Friday, April 8, 2011

Assumptions, Predictions, and Plans

Another old post, I really liked this one.  Although, now I think there are more options to keep steering the right way that don't necessarily involve rumble strips/feedback mechanisms.  The metaphor kinda breaks down... but, you can also steer the way by making sure you can only steer the right way. :)

Poppendieck has a beautiful quote that I really loved on this topic, I'll have to find the whole thing at some point.  But basically, "predictions don't create predictability."

--- Feb 11, 2008

One of the hardest habits to break may be the trust and reliance on our assumptions, predictions and plans. The idea that making a prediction will somehow reign in the unpredictable and lead us to reliable results. Despite repeated failures caused by the guidance of a false sense of knowledge, we continue to walk down the same path. Our reaction to the failure is to reinforce the same habit; assuming our plan was just faulty, and we should put more effort into creating better plans.  Why don't we just stop?

Trying to imagine structure and order around something that is by nature unstructured and un-orderly, only provides an illusion of control. And that illusion will only lull us into more false assumptions, bad decisions and unreliable results. Instead of trying to plan your way to success, just throw your fear and discomfort out the window. Let go of any illusion that you have control, that you know what your customers want, that your solution will solve their problem. Because you know what? You don’t know that. You just want to think you do.

So how do we get to reliable results, despite an unreliable world? By creating knowledge. So your customers have a problem to solve. How do you KNOW that your solution will solve their problem? When you’ve solved it. That’s right, not any sooner. At that point, you will be able to grasp onto a tangible reality that you have created value for your customer. This is knowledge.

Suppose your code needs to find the latest edition of a book. How do you KNOW that your code does that? You test it. At that point, you know that under some specific conditions, the code behaves as you expect. It’s concrete feedback on reality... its knowledge. How do you know that in creating this new feature, you didn’t just break the one you wrote last month? Again, through feedback. If there are tests in place to protect all existing functionality, you already know.

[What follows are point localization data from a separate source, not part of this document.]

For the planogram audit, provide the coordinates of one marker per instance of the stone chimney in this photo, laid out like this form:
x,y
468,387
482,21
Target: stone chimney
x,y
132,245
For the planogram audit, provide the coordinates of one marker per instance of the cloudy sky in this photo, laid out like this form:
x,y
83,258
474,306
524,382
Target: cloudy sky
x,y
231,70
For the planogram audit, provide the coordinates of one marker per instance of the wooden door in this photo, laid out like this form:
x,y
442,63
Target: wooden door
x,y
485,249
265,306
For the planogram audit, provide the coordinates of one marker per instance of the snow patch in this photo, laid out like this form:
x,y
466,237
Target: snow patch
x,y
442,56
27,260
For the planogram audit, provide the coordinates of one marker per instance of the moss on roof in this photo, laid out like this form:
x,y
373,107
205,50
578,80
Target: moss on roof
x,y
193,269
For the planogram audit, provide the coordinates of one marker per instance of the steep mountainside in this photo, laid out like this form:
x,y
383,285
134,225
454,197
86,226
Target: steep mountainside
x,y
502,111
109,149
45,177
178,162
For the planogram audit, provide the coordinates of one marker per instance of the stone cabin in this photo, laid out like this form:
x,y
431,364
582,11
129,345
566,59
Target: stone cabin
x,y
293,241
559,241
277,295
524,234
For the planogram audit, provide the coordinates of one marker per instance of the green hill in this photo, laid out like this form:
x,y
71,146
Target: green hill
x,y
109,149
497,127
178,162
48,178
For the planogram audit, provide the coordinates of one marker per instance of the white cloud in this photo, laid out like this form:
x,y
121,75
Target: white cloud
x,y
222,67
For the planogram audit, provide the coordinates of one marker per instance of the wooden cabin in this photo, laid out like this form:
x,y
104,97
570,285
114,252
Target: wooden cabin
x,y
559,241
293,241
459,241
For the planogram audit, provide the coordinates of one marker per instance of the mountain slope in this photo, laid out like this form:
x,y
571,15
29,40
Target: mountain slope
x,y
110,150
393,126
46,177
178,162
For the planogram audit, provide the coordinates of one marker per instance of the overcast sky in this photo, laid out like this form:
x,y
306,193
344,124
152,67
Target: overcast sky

Even if you don’t know where you are headed, you can still steer in the right direction to reliable value. At every possible opportunity, instrument your process with feedback that builds knowledge, and let that knowledge guide you to delivering reliable value. Get your software in your customer’s hands as often as possible, so you know if you’ve added value. And if not, adjust. Find out if that code really does what you think, test your assumptions. The longer you go without feedback, the further you are likely to be off track.
Create knowledge. And Let it do the steering.